When London-based artificial-intelligence (AI) company DeepMind unveiled predicted structures for some 220 million proteins this year, the trove covered nearly every protein from known organisms in DNA databases. Now, another tech giant is filling in the ‘dark matter’ of the protein universe.

Researchers at Meta (formerly Facebook, headquartered in Menlo Park, California) have used AI to predict the structures of some 600 million proteins from bacteria, viruses and other microorganisms that haven’t been characterized.

“These are the structures we know the least about. These are incredibly mysterious proteins. I think they offer the potential for great insight into biology,” says Alexander Rives, the research lead of Meta AI’s protein team.

The scientists generated the predictions — described in a 1 November preprint1 — using a ‘large language model’, a type of AI that can predict text from just a few letters or words.

Normally, language models are trained on large volumes of text. To apply them to proteins, Rives and his colleagues instead fed the AI sequences of known proteins, which can be written down as a series of letters, each representing one of 20 possible amino acids. The network then learnt to fill in the sequences of proteins in which some of the amino acids were obscured.

Protein ‘autocomplete’

This training imbued the network with an intuitive understanding of protein sequences, which contain information about their shapes, says Rives. A second step — inspired by DeepMind’s pioneering protein-structure-predicting AI, AlphaFold — combines such insights with information about the relationships between known protein structures and sequences, to generate predictions.

Meta’s network, called ESMFold, isn’t quite as accurate as AlphaFold, Rives’ team reported earlier this year2, but it is about 60 times faster at predicting structures for short sequences, he says. “What this means is that we can scale structure prediction to much larger databases.”

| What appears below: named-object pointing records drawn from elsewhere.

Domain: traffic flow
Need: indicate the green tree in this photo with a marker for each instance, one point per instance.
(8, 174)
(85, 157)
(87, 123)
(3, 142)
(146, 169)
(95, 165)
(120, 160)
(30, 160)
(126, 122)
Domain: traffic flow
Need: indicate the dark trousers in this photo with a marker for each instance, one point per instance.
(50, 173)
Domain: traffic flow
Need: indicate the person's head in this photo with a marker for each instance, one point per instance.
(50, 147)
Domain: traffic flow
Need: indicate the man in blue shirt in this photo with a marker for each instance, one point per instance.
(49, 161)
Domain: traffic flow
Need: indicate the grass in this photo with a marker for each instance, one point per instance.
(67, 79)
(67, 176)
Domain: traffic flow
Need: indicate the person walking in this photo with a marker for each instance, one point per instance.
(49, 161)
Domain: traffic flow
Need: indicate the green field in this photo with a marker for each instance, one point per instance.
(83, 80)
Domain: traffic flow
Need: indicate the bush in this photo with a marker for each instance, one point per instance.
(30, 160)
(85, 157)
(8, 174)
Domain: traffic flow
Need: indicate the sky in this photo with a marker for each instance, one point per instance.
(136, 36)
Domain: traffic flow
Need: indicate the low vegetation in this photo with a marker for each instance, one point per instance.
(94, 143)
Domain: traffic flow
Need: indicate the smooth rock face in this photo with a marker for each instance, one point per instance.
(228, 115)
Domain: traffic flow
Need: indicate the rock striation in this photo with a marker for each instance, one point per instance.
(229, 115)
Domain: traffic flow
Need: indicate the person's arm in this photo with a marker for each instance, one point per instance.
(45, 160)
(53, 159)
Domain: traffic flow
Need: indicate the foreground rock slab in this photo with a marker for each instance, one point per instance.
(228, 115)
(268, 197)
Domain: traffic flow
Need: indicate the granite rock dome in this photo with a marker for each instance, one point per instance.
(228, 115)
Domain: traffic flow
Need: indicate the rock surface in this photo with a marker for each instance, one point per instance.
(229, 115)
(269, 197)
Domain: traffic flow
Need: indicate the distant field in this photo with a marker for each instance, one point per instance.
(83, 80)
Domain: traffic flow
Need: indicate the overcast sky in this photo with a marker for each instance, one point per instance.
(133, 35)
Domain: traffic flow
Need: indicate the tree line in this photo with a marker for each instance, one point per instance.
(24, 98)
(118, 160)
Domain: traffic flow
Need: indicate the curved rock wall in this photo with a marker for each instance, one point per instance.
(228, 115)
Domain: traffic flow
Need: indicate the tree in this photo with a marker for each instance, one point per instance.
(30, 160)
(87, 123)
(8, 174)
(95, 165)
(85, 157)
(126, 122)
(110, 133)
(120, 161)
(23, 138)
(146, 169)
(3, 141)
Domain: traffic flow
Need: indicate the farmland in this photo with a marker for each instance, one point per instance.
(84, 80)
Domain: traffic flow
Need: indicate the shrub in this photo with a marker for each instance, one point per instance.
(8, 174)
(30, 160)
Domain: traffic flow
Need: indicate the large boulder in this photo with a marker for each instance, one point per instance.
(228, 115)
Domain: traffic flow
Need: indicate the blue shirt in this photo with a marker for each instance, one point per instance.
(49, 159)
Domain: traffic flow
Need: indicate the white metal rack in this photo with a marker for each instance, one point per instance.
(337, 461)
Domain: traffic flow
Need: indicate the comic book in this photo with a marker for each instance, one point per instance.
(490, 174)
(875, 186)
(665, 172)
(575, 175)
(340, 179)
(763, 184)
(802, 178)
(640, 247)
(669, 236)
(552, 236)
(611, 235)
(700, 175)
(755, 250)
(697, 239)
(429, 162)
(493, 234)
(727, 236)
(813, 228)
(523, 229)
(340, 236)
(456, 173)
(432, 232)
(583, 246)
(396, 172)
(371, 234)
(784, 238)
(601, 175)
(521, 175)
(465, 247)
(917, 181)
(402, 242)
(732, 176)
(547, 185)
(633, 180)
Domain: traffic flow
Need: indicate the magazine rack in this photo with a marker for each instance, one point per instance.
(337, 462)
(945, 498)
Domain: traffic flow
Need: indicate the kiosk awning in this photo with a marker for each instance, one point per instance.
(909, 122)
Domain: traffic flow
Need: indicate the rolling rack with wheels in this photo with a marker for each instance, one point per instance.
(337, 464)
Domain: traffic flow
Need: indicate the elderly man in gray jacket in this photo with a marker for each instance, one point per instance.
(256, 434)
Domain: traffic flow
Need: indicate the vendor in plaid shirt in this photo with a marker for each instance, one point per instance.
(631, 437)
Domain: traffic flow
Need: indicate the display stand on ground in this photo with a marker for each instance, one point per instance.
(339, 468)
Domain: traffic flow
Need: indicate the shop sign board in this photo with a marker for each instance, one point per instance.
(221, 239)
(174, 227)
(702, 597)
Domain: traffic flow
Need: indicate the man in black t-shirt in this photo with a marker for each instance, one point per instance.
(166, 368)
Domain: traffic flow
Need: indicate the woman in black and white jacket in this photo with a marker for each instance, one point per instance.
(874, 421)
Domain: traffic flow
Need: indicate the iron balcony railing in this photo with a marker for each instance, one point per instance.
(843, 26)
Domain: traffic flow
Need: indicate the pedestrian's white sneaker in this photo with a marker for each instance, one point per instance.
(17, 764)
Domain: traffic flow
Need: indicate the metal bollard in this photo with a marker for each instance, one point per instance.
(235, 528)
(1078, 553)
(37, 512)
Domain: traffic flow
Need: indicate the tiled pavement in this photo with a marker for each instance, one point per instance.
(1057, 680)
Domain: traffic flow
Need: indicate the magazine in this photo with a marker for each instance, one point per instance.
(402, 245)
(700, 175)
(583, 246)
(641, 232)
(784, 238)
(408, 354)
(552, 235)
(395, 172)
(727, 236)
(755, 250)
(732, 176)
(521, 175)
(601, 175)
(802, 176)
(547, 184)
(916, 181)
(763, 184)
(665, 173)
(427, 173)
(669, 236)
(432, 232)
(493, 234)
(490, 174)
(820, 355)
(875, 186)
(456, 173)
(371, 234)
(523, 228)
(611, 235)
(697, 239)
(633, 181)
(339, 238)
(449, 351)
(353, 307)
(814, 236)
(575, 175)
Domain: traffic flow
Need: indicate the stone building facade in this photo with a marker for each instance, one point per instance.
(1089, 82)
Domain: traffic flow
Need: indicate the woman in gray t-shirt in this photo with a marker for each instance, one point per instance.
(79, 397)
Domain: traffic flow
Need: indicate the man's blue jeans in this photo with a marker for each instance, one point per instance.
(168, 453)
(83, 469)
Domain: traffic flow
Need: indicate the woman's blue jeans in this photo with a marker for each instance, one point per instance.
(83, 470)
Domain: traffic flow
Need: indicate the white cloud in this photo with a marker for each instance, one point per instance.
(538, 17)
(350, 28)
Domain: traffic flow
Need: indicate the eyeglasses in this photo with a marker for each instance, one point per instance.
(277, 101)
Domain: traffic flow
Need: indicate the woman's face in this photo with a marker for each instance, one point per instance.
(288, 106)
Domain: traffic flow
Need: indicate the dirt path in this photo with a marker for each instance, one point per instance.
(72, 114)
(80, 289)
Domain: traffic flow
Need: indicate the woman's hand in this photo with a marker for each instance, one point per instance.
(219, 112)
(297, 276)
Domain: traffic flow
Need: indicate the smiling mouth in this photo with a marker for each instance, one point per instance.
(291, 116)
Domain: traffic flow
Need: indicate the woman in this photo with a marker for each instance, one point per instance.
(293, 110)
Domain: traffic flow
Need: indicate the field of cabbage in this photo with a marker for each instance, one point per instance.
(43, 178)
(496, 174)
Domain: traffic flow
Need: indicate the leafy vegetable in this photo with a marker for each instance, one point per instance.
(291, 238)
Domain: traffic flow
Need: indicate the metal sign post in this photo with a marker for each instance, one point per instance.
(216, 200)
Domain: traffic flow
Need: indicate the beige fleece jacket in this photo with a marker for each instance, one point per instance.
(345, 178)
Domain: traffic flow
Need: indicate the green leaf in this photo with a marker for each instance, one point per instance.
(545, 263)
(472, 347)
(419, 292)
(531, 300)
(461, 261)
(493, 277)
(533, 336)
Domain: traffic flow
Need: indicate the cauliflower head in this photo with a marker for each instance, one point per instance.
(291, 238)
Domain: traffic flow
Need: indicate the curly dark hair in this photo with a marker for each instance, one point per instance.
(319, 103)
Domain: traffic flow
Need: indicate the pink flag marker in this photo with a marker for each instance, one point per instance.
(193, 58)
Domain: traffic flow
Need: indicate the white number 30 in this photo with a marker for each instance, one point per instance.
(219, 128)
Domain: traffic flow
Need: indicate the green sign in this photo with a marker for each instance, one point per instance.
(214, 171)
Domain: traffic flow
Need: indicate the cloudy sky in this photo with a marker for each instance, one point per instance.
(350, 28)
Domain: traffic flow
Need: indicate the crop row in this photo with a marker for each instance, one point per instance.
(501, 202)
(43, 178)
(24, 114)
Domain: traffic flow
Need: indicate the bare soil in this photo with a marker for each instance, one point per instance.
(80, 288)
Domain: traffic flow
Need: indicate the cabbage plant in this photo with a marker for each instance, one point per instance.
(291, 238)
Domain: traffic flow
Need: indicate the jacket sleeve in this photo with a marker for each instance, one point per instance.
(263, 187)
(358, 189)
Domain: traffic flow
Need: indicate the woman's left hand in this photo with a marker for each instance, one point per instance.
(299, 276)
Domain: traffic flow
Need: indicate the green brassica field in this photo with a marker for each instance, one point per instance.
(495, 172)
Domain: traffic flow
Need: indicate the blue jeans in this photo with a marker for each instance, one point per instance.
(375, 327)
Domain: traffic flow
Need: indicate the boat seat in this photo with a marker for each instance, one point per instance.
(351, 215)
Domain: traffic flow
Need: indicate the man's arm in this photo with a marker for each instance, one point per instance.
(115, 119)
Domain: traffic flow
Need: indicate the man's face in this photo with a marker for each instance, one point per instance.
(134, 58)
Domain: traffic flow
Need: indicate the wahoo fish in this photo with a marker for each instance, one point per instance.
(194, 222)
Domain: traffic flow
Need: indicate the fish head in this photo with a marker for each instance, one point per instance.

As a test, the researchers unleashed their model on a database of bulk-sequenced ‘metagenomic’ DNA from environmental sources such as soil, seawater and the human gut and skin. The vast majority of the entries — which encode potential proteins — come from single-cell organisms that have never been isolated or cultured and are unknown to science.

In total, the team predicted the structures of more than 617 million proteins. The effort took just two weeks (by contrast, AlphaFold can take minutes to generate a single prediction). The structures are freely available for use, as is the code underlying the model, says Rives.

What's next for AlphaFold and the AI protein-folding revolution

Of the 617 million predictions, the model deemed more than one-third to be high quality, such that researchers can have confidence that the overall protein shape is correct and, in some cases, can discern atomic-level details. Millions of these structures are entirely unlike anything in the databases of protein structures determined experimentally, or any of AlphaFold’s predictions from known organisms.